In his great talk “TDD – Where did it all go wrong“, Ian Cooper points out how our common way of unit testing fails the promise that the tests would enable us to refactor the system, by giving us confidence that we didn’t break anything.
That common way of unit testing I’m talking about involves testing classes in isolation by mocking out the classes they depend on. In a microservice like this (simplified)…
… you would usually see unit tests for each class individually, where the ProductControllerTest passes mock objects for the three dependencies to the class under test.
While we do achieve the isolation the book tells us to go for, we observe exactly the drawback Ian describes:
They break all the time, especially the heavily mocked ones.
Although we all agree that we want to test behavior, not implementation details, the tests are tightly coupled to the implementation. In result, it’s tedious to do small changes to the code, because unit tests will fail and we have to adjust all those mocks.
Last month, Philipp Hauer published an inspiring article on that topic. He demonstrates how to reduce the refactoring pain by testing classes in integration more than in isolation, and I have really nothing to add to his opinion. Although I had something like that already in mind after watching Ian’s talk, it was Philipp’s example that motivated me to apply that idea to my latest project and helped me to convince my team to give it a try.
After having the new approach in place for some weeks I can just agree that the cost-benefit-ratio of this kind of tests feels way better than before. Few isolated unit tests for situations that make sense, and integrated tests through the rest API as a default really is our sweet spot of testing, so I give Philipp tribute by
stealing citing that wording as my headline.
Since we are using JPA in our services (and I’m not going to argue that you should use JPA, it’s just the current state of our product), we had to fiddle a while to set up the tests, and I want to share the learning with you.
SpringBootTest vs. standalone JPA
The main question was if we want to boot up the whole Spring container for the tests or plug the classes under test together manually. We expected the first option to be very simple to set up using @SpringBootTest, but also way slower – in the order of seconds – than setting the classes up manually.
Since we are doing test-driven development all the time and we want to run all the tests at least every minutes, we went for the manual approach first.
As expected, the set up is quite annoying: We need a persistence.xml file in the test resources to make JPA work standlone, and then we have to configure Flyway to run the database migrations before the tests. It’s not nice, but you can live with it of you don’t have to touch the set up code after writing it any more.

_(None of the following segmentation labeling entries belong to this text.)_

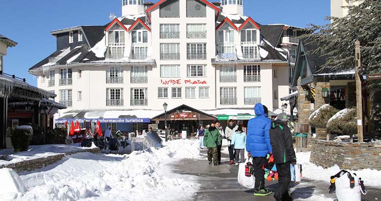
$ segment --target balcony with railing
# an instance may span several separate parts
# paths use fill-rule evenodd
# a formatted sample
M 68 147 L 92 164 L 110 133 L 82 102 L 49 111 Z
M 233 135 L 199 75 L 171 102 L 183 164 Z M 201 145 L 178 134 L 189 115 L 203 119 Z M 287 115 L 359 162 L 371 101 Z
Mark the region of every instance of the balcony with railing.
M 62 58 L 62 56 L 51 57 L 49 58 L 49 63 L 56 63 Z
M 106 106 L 123 106 L 123 99 L 107 99 L 106 100 Z
M 106 83 L 108 84 L 122 84 L 123 77 L 107 77 Z
M 160 54 L 161 60 L 180 60 L 179 53 L 162 53 Z
M 171 39 L 179 38 L 180 32 L 161 32 L 160 38 Z
M 259 82 L 261 81 L 261 75 L 244 75 L 243 81 L 246 82 Z
M 220 82 L 237 82 L 237 75 L 220 75 Z
M 131 106 L 148 105 L 148 99 L 131 99 Z
M 131 77 L 131 83 L 148 83 L 148 77 L 147 76 Z
M 186 59 L 188 60 L 206 60 L 206 53 L 188 53 Z
M 245 98 L 245 105 L 256 105 L 261 101 L 261 98 Z
M 201 39 L 206 38 L 206 31 L 205 32 L 188 32 L 186 33 L 186 38 Z
M 54 79 L 49 80 L 48 83 L 48 87 L 54 87 L 55 80 Z
M 72 78 L 59 79 L 60 86 L 72 84 L 73 84 L 73 79 Z
M 237 105 L 237 98 L 221 98 L 219 103 L 226 105 Z
M 71 107 L 73 106 L 73 101 L 60 100 L 59 103 L 61 103 L 64 105 L 66 105 L 68 107 Z

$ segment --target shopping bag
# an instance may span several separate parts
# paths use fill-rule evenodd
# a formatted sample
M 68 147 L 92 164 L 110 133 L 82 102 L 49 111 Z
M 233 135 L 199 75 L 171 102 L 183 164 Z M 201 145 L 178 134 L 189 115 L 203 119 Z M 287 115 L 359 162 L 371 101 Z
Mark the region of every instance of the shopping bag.
M 291 172 L 291 181 L 294 182 L 300 182 L 302 180 L 302 165 L 292 164 L 290 165 L 290 170 Z
M 251 174 L 250 177 L 247 177 L 245 169 L 246 168 L 246 163 L 250 162 L 252 164 L 252 158 L 247 158 L 244 163 L 239 164 L 238 167 L 238 175 L 237 179 L 238 183 L 242 187 L 247 188 L 254 188 L 255 187 L 256 179 L 254 176 Z

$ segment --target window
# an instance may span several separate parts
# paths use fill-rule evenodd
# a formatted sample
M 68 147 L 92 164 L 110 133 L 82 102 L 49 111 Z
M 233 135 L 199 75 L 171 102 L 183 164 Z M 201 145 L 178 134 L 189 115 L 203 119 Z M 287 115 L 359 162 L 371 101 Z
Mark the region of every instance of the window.
M 243 66 L 243 81 L 260 82 L 261 66 L 260 65 Z
M 199 88 L 199 97 L 201 98 L 209 98 L 209 88 L 200 87 Z
M 78 92 L 78 94 L 77 95 L 77 98 L 78 101 L 80 101 L 82 100 L 82 92 L 79 91 Z
M 69 43 L 72 43 L 74 42 L 74 34 L 73 32 L 69 33 Z
M 181 88 L 172 88 L 172 98 L 181 98 Z
M 180 77 L 179 65 L 162 65 L 160 67 L 160 77 Z
M 261 88 L 245 87 L 244 89 L 245 105 L 255 105 L 261 102 Z
M 168 88 L 159 88 L 157 97 L 158 98 L 168 98 Z
M 160 24 L 160 38 L 180 38 L 179 24 Z
M 237 104 L 236 88 L 221 87 L 219 90 L 219 94 L 221 105 Z
M 122 83 L 123 70 L 123 67 L 122 66 L 110 66 L 107 67 L 106 83 Z
M 131 89 L 131 105 L 148 105 L 147 88 Z
M 78 69 L 78 78 L 82 78 L 82 70 Z
M 78 31 L 78 42 L 82 41 L 83 38 L 82 31 Z
M 148 32 L 139 30 L 132 32 L 132 42 L 134 43 L 146 43 L 148 42 Z
M 196 88 L 186 87 L 185 88 L 185 98 L 196 98 Z
M 246 30 L 241 31 L 241 42 L 257 42 L 257 30 Z
M 187 70 L 187 77 L 205 77 L 206 76 L 206 66 L 189 65 Z
M 73 83 L 73 71 L 71 68 L 64 68 L 60 69 L 60 77 L 59 85 L 71 85 Z
M 237 69 L 235 66 L 220 66 L 219 81 L 234 82 L 237 81 Z
M 206 59 L 206 43 L 187 44 L 186 58 L 188 60 Z
M 59 90 L 59 103 L 68 107 L 73 106 L 71 90 Z
M 148 82 L 148 72 L 146 66 L 131 67 L 131 83 Z
M 123 89 L 107 89 L 106 106 L 123 106 Z
M 160 44 L 161 59 L 178 60 L 180 59 L 180 44 L 178 43 L 162 43 Z

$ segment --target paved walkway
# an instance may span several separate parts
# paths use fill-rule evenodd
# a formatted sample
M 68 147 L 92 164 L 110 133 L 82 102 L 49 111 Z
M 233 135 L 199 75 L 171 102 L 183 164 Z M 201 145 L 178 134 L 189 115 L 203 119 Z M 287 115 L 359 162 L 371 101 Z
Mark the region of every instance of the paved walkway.
M 206 151 L 202 151 L 205 155 Z M 228 164 L 228 156 L 223 154 L 223 164 L 209 165 L 206 156 L 199 160 L 184 159 L 173 165 L 176 173 L 196 176 L 201 187 L 189 200 L 275 200 L 273 194 L 268 196 L 255 196 L 253 191 L 242 187 L 237 181 L 238 167 Z M 225 162 L 224 162 L 225 161 Z M 276 181 L 266 182 L 266 187 L 274 191 L 277 187 Z M 302 182 L 290 185 L 291 195 L 294 200 L 325 200 L 335 198 L 328 193 L 329 184 L 325 182 L 302 180 Z M 370 192 L 363 196 L 367 200 L 381 200 L 381 189 L 368 189 Z M 331 198 L 331 199 L 327 199 Z

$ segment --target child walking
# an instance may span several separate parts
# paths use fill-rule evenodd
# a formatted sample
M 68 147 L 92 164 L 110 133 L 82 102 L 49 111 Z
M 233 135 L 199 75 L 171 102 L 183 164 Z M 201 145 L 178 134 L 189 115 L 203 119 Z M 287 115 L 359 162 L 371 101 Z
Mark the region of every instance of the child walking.
M 241 156 L 241 162 L 245 162 L 245 148 L 246 147 L 246 134 L 242 128 L 239 126 L 237 131 L 233 135 L 232 145 L 236 151 L 236 165 L 238 165 L 238 159 Z

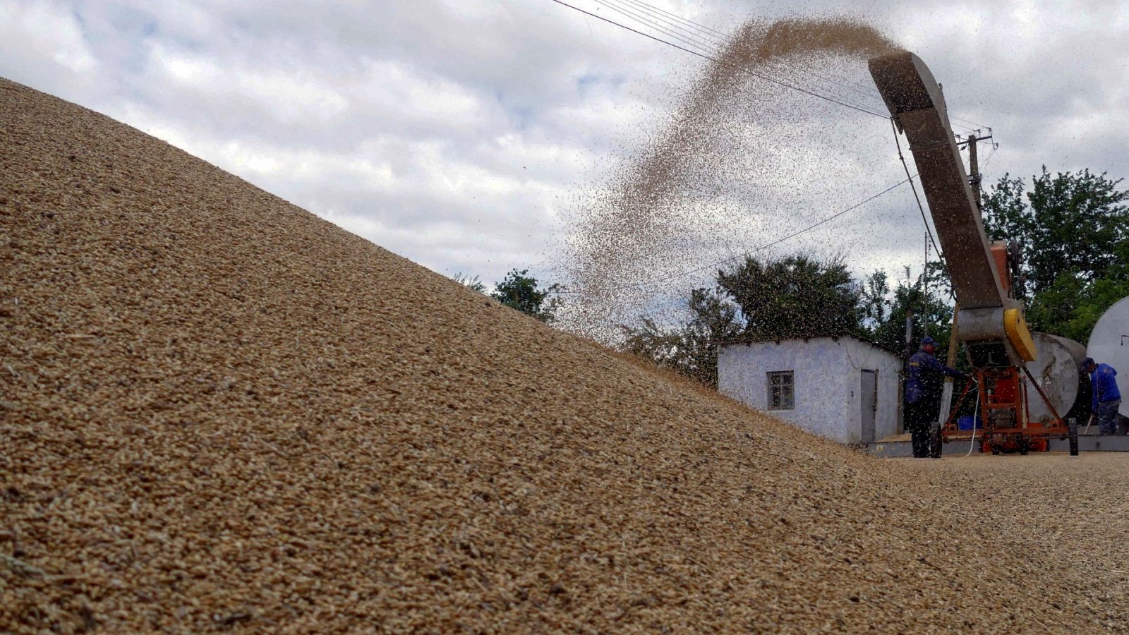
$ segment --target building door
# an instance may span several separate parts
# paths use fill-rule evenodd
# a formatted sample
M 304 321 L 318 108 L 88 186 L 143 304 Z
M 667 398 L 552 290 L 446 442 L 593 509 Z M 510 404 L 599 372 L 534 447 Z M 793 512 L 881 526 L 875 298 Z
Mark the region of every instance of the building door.
M 863 443 L 874 443 L 874 421 L 878 414 L 878 372 L 863 371 Z

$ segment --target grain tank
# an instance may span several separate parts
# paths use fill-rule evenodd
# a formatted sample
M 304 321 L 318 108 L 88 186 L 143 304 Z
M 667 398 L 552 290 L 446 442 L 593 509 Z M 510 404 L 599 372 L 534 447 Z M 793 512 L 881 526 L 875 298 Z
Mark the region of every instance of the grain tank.
M 1052 411 L 1042 399 L 1027 400 L 1027 411 L 1032 421 L 1049 423 L 1054 419 L 1054 412 L 1066 416 L 1078 398 L 1078 366 L 1086 358 L 1086 347 L 1080 343 L 1048 333 L 1031 333 L 1035 340 L 1038 354 L 1027 363 L 1030 377 L 1039 384 L 1047 395 Z
M 1117 369 L 1121 414 L 1129 417 L 1129 297 L 1118 301 L 1097 320 L 1086 355 Z

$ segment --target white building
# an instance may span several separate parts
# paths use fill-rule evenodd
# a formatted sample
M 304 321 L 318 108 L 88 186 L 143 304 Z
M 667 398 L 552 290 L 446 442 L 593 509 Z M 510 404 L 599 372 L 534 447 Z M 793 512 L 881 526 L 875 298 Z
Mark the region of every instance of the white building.
M 898 434 L 898 357 L 851 337 L 723 346 L 718 390 L 813 434 L 872 443 Z

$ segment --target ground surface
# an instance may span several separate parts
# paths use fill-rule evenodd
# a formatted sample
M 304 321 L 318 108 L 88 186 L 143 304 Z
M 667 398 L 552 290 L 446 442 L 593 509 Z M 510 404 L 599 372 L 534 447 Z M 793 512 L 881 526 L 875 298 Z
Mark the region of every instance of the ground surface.
M 912 470 L 930 488 L 949 490 L 949 504 L 978 519 L 962 532 L 964 540 L 989 553 L 1039 558 L 1056 577 L 1086 589 L 1077 599 L 1105 627 L 1129 630 L 1129 453 L 887 461 Z M 1062 599 L 1049 592 L 1047 602 Z M 1054 629 L 1044 616 L 1033 618 Z
M 1124 470 L 1054 460 L 817 440 L 0 80 L 0 632 L 1120 627 L 1054 539 Z

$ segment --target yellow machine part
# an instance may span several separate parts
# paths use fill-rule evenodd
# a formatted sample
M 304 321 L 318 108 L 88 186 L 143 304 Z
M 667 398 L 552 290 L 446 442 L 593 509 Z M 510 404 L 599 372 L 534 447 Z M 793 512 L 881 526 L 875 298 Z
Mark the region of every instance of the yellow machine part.
M 1034 362 L 1035 340 L 1031 339 L 1031 331 L 1027 330 L 1027 321 L 1023 319 L 1023 312 L 1018 308 L 1004 311 L 1004 331 L 1012 346 L 1019 354 L 1024 362 Z

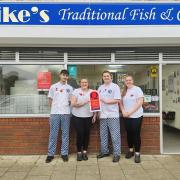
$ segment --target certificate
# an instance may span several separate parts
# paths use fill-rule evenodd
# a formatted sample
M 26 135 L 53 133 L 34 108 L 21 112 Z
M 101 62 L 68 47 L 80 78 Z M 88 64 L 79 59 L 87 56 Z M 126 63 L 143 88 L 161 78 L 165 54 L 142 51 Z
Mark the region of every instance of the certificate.
M 100 103 L 99 93 L 97 91 L 92 91 L 90 93 L 90 111 L 91 112 L 101 111 L 101 103 Z

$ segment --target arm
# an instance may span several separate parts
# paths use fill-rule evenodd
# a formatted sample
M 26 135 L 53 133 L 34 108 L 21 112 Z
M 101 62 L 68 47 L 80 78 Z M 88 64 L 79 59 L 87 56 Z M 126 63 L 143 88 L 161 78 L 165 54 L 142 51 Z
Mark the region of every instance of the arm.
M 122 113 L 124 114 L 125 109 L 124 109 L 124 105 L 123 105 L 123 101 L 122 100 L 119 101 L 119 106 L 121 108 Z
M 117 104 L 120 99 L 101 99 L 101 101 L 105 104 Z
M 128 112 L 128 116 L 136 112 L 142 106 L 143 101 L 144 101 L 143 97 L 138 98 L 136 105 Z
M 52 99 L 49 98 L 49 106 L 51 107 L 52 106 Z
M 79 102 L 79 103 L 77 103 L 76 96 L 74 96 L 74 95 L 71 96 L 71 106 L 72 107 L 82 107 L 87 103 L 88 103 L 88 101 L 87 102 Z

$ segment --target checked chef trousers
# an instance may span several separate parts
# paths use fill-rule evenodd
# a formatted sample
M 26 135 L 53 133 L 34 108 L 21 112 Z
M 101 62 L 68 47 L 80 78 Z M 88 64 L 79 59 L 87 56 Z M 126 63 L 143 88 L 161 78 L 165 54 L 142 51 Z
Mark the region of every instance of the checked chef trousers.
M 119 118 L 100 119 L 100 139 L 101 153 L 109 153 L 108 149 L 108 129 L 110 131 L 113 154 L 120 155 L 121 153 L 121 136 L 120 136 L 120 121 Z
M 68 155 L 69 153 L 69 128 L 70 115 L 69 114 L 51 114 L 49 119 L 50 135 L 48 156 L 54 156 L 57 146 L 58 132 L 62 131 L 61 155 Z

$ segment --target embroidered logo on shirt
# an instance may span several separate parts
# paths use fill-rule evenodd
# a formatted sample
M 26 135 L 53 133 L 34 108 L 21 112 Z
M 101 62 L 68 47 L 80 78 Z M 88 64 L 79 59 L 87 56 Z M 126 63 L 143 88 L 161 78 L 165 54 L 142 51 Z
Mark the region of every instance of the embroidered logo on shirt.
M 70 89 L 66 89 L 66 92 L 67 92 L 67 93 L 70 93 Z
M 109 94 L 111 94 L 111 93 L 112 93 L 112 90 L 111 90 L 111 89 L 109 89 L 109 90 L 108 90 L 108 93 L 109 93 Z

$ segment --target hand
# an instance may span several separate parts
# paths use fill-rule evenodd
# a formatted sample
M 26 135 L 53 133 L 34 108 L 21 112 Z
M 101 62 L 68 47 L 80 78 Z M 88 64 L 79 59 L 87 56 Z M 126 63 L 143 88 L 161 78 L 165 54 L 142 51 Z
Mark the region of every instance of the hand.
M 85 101 L 84 101 L 84 105 L 85 105 L 85 104 L 89 104 L 89 102 L 90 102 L 89 99 L 88 99 L 88 100 L 85 100 Z
M 123 112 L 123 117 L 129 117 L 130 113 L 129 112 Z
M 94 124 L 96 122 L 96 116 L 93 116 L 92 123 Z
M 105 98 L 101 99 L 101 102 L 103 102 L 103 103 L 105 103 L 105 104 L 108 104 L 108 103 L 109 103 L 109 101 L 108 101 L 107 99 L 105 99 Z

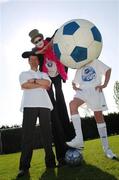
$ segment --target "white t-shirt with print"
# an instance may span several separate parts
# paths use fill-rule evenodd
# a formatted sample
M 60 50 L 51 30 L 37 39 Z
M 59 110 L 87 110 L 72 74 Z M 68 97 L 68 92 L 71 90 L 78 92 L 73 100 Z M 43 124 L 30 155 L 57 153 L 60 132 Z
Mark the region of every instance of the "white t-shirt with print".
M 73 82 L 79 84 L 81 89 L 87 89 L 102 84 L 103 75 L 110 69 L 100 60 L 96 59 L 76 71 Z
M 46 67 L 50 77 L 56 77 L 59 73 L 57 71 L 56 63 L 50 59 L 46 59 Z
M 29 70 L 22 72 L 19 76 L 21 85 L 30 79 L 47 79 L 51 82 L 48 75 L 40 71 L 36 72 L 33 70 Z M 23 89 L 20 110 L 23 111 L 24 107 L 44 107 L 50 110 L 53 109 L 49 95 L 43 88 Z

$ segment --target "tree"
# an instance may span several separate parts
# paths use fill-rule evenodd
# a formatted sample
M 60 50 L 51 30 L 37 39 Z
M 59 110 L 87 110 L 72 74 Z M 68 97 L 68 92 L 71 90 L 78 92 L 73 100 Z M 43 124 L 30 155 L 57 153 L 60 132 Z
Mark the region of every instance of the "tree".
M 119 81 L 116 81 L 114 84 L 114 99 L 119 109 Z

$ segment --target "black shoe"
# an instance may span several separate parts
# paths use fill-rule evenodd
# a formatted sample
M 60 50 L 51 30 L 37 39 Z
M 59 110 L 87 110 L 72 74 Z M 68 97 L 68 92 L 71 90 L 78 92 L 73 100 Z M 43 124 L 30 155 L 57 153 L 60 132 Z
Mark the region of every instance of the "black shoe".
M 60 160 L 58 161 L 57 167 L 59 168 L 59 167 L 62 167 L 62 166 L 66 166 L 66 162 L 65 162 L 64 159 L 60 159 Z
M 29 170 L 20 170 L 18 172 L 17 178 L 23 177 L 23 176 L 30 176 Z

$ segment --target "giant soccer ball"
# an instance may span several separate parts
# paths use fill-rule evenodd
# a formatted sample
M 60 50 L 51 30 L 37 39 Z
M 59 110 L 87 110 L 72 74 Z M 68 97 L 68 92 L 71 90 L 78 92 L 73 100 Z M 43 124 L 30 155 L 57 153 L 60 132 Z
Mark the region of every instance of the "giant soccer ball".
M 83 156 L 79 149 L 71 148 L 68 149 L 65 154 L 65 161 L 69 166 L 79 166 L 81 165 Z
M 53 49 L 62 64 L 78 69 L 99 57 L 102 37 L 92 22 L 74 19 L 57 30 L 53 38 Z

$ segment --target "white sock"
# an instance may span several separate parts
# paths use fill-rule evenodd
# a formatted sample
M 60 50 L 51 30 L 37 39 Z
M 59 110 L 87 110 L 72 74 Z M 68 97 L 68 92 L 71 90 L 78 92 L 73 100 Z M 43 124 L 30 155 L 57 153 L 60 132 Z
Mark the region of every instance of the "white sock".
M 80 119 L 79 114 L 72 115 L 71 120 L 73 122 L 73 126 L 75 129 L 76 138 L 78 138 L 80 143 L 83 144 L 83 134 L 82 134 L 82 128 L 81 128 L 81 119 Z
M 108 139 L 107 139 L 107 128 L 106 123 L 97 123 L 98 133 L 102 142 L 103 150 L 107 151 L 109 149 Z

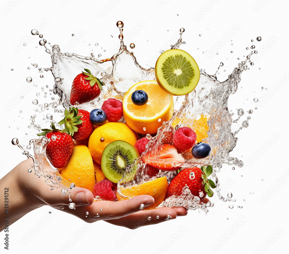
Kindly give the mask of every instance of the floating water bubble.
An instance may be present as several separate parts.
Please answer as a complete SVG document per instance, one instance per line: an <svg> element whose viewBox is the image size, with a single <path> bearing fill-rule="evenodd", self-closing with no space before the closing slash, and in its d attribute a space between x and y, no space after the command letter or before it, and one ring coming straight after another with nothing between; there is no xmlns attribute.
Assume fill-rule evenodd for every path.
<svg viewBox="0 0 289 254"><path fill-rule="evenodd" d="M36 29L33 29L31 30L31 34L33 35L37 35L39 34L39 32Z"/></svg>
<svg viewBox="0 0 289 254"><path fill-rule="evenodd" d="M75 208L75 204L74 203L71 203L68 205L68 207L71 209L73 209Z"/></svg>

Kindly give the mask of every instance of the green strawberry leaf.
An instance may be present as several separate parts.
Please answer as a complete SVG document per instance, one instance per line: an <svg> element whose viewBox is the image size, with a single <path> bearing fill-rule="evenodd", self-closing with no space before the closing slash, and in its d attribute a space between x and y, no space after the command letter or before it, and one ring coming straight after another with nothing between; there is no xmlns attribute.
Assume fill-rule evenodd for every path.
<svg viewBox="0 0 289 254"><path fill-rule="evenodd" d="M213 168L210 165L208 165L206 170L207 172L207 176L208 177L213 173Z"/></svg>
<svg viewBox="0 0 289 254"><path fill-rule="evenodd" d="M217 187L215 184L215 183L212 181L212 180L210 179L208 179L208 180L209 180L209 184L210 184L210 186L211 186L211 188L214 189L215 188Z"/></svg>
<svg viewBox="0 0 289 254"><path fill-rule="evenodd" d="M209 198L212 197L213 195L214 195L214 193L213 192L213 191L211 189L210 187L209 187L209 189L208 190L208 192L207 193L207 194L208 195L208 196Z"/></svg>

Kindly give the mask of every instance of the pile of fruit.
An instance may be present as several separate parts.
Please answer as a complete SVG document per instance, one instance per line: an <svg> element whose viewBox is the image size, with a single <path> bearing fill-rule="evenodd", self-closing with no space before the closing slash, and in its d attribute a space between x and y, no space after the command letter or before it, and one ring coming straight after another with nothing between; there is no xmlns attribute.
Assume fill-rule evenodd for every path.
<svg viewBox="0 0 289 254"><path fill-rule="evenodd" d="M186 186L201 201L207 194L212 196L211 188L216 185L208 178L212 167L188 168L187 158L183 156L188 151L197 159L210 155L210 146L202 142L208 136L206 116L194 120L194 128L181 126L179 119L176 126L172 123L165 141L158 143L153 151L148 145L157 137L151 137L163 123L173 117L173 96L187 94L197 86L199 67L187 53L172 49L160 55L155 71L156 81L139 82L129 89L122 101L109 98L101 109L90 112L75 105L95 99L105 85L87 69L76 76L70 95L74 106L65 109L64 118L58 123L64 128L56 129L52 123L51 129L42 129L38 134L49 140L47 158L63 177L89 190L99 199L113 201L151 195L155 202L146 209L181 195ZM142 169L138 175L140 165ZM162 172L168 171L173 176L168 179L169 184L168 178L162 176L165 175ZM131 184L129 187L121 185L117 191L125 173L125 181ZM137 176L145 180L138 180Z"/></svg>

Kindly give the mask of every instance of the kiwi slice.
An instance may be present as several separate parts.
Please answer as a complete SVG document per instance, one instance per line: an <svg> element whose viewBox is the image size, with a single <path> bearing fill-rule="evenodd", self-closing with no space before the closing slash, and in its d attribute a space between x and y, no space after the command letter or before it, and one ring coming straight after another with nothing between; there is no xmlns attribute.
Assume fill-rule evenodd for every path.
<svg viewBox="0 0 289 254"><path fill-rule="evenodd" d="M122 140L114 141L108 145L103 150L101 157L101 169L109 180L116 183L118 182L128 167L138 157L134 147ZM133 179L135 170L128 172L126 179ZM129 177L131 175L131 177Z"/></svg>
<svg viewBox="0 0 289 254"><path fill-rule="evenodd" d="M162 54L157 60L155 73L159 85L173 95L191 92L200 79L196 61L181 50L169 50Z"/></svg>

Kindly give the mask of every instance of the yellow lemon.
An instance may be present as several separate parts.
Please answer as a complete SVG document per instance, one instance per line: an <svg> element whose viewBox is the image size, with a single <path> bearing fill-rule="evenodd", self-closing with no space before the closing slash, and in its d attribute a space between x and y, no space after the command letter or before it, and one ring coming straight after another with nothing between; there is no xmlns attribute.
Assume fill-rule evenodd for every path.
<svg viewBox="0 0 289 254"><path fill-rule="evenodd" d="M137 90L147 94L149 99L144 105L138 106L131 100L131 94ZM174 102L171 94L164 91L155 81L141 81L132 86L123 101L123 116L127 125L142 134L152 134L172 118Z"/></svg>
<svg viewBox="0 0 289 254"><path fill-rule="evenodd" d="M76 186L93 192L95 184L94 168L91 155L86 146L75 145L67 164L59 170L63 177L74 183Z"/></svg>
<svg viewBox="0 0 289 254"><path fill-rule="evenodd" d="M116 140L123 140L134 145L138 139L136 134L126 124L107 123L97 127L90 135L88 149L93 160L101 164L102 153L108 144Z"/></svg>

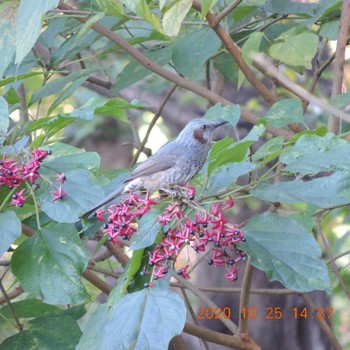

The more important learning was: Starting JPA standalone takes nearly as much time as booting up Spring! The performance benefit was by far not as good as expected.
If you look at the SpringBootTest, that reads pretty nicely:
It boots up the Spring application just the way it does in production, so by default we test also dependency injection, security, filters and whatever else the application includes. You may or may not want that, so far I haven’t seen drawbacks of that method. By applying a Spring profile we can disable security and filters that we want to exclude from the test; and by providing Mocks for the client classes to external systems we isolate our code from changing dependencies.
The start up time of Spring Boot is currently 5 – 8 seconds, after that all the tests run at the usual speed – the standalone JPA is simliar. Although I would love to run all the tests in under 2 seconds, I’m willing to make that trade-off for the integrated instead of isolated tests. Also, when tests fail in regression, it may be harder to track down the cause than with isolated tests – we haven’t had the issue yet, but I assume it will happen eventually.
On the upside, we are writing fewer tests, gain more confidence than from isolated unit tests and avoid the refactoring hell.
The described approach works great for the current (low) level of complexity of our latest service. When complexity increases and the number of possible cases grows exponentially, I might start to use more unit tests again for covering cases of logic-heavy classes in isolation, while using the API-based tests for the most important paths to gain confidence. Let’s see.